Millions face average energy bills of £2,000 as price cap raised
Although widely predicted, the hike in energy bills will come as a shock to many households already struggling to cope with the rising cost of living.
Those on default tariffs paying by direct debit will see bills rise by more than half (54%), an increase of £693 (difference due to rounding) while prepayment customers will see an increase of £708 from £1,309 to £2,017.
The price hike will affect 22 million customers, and energy regulator, Ofgem, said the increase is driven by a record rise in global gas prices over the last six months, with wholesale prices quadrupling in the last year.
Further, since the price cap was last updated in August, the current level “does not reflect the unprecedented record rise in gas prices which has since taken place”.
Jonathan Brearley, chief executive of Ofgem, said: “We know this rise will be extremely worrying for many people, especially those who are struggling to make ends meet, and Ofgem will ensure energy companies support their customers in any way they can.
“The energy market has faced a huge challenge due to the unprecedented increase in global gas prices, a once in a 30-year event, and Ofgem’s role as energy regulator is to ensure that, under the price cap, energy companies can only charge a fair price based on the true cost of supplying electricity and gas.
“Ofgem is working to stabilise the market and over the longer term to diversify our sources of energy which will help protect customers from similar price shocks in the future.”
Ofgem added it will tomorrow announce further measures to help the energy market.

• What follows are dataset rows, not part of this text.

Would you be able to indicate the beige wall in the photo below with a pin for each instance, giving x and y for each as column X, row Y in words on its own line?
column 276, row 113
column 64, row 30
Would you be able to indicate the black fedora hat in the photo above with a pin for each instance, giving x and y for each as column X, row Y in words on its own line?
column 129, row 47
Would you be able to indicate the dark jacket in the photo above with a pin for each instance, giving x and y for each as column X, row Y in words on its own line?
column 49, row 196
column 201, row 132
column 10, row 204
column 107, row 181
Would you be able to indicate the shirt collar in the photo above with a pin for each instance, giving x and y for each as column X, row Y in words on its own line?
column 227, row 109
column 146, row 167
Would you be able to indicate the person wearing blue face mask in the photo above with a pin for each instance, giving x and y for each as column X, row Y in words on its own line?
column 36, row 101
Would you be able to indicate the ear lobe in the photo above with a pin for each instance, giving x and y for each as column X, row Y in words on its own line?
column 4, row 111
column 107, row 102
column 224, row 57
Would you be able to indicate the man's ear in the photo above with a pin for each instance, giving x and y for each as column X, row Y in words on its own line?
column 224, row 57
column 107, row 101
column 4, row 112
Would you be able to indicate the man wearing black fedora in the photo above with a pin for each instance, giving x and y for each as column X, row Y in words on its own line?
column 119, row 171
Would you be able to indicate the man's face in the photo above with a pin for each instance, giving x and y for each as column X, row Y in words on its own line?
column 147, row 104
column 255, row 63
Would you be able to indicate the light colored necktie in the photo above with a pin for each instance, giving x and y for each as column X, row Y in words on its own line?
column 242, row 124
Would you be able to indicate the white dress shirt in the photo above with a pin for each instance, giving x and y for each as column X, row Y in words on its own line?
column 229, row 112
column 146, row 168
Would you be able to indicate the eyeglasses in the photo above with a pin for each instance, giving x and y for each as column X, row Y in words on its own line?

Justina Miltienyte, energy policy expert at Uswitch.com said this is the toughest energy price hike in recent memory and brutally comes at a time when other essential bills are rising.
“This situation is even worse for those in fuel poverty, who are already trapped in a vicious cycle of energy debt. It calls into sharp focus just how vital the government support for the most vulnerable households is.
“If you’re worried about getting into debt, it is important to contact your supplier as soon as possible. It’s also worth checking what grants and schemes might be available to help cover your energy bills, particularly if you or someone you know is vulnerable.”
Miltienyte added that the “only saving grace” is that the price rises won’t take hold until April, meaning customers on standard plans will keep their existing rates for the rest of this winter.
“Despite the bill hike announcement, for most people it’s probably best to stay on your supplier’s default tariff for now, unless you are already locked into a fixed deal. It’s important to keep an eye on the market and be ready to fix a new deal as and when they become available,” she said.
What is the energy price cap?
The energy price cap is a limit on the unit rate and standing charge that energy suppliers can charge.
The cap is set by energy regulator Ofgem, and it’s based on how much suppliers need to spend to get energy to your home. It’s calculated using average energy use in the typical home.
Ofgem reviews the energy price cap twice a year to take into account the varying costs of wholesale energy. The idea is this keeps prices fair ensuring costs passed on to consumers reflect legitimate costs suppliers incur to supply energy. It makes a calculation in February with the cap effective from 1 April, and then another calculation in August with the cap effective from 1 October.
Ofgem introduced the cap to try and protect customers from unexpected price rises. However, it’s important to understand that the energy price cap doesn’t set a limit for your total bill – what is capped is how much you can be charged for a unit of energy. Energy is measured in kWh or kilowatt hours.
The energy price cap only affects households on their supplier’s standard or default tariff – those on fixed tariffs won’t be affected. However, if your energy supplier has stopped trading and you’ve been switched to a new supplier, you are likely to be on a default tariff.
Historically, fixed energy tariffs were cheaper than default tariffs. But rising energy prices mean most energy firms are pricing their fixed tariffs with higher unit charges than the price cap, or stopping offering fixed deals altogether. This means many consumers have little choice than to pay higher prices for energy.
In the past six months, the energy price cap has meant energy firms have been unable to pass soaring wholesale energy costs onto customers. This means many suppliers have paid more for energy than they could charge to consumers – this has led to close to 30 energy suppliers going bust. Energy suppliers that have ceased trading include Utility Point, People’s Energy, PfP Energy, MoneyPlus Energy, Avro Energy, Green, Igloo Energy, Enstroga, Symbio Energy, Bulb and Together Energy.
Experts had predicted this price cap review could see a rise in hundreds of pounds. Numerous organisations have warned that a rising energy bills could see millions of households plunged into fuel poverty. The Joseph Rowntree Foundation called for more support for vulnerable households last month, while Citizens Advice said it had seen a steep rise in people seeking help with energy debts.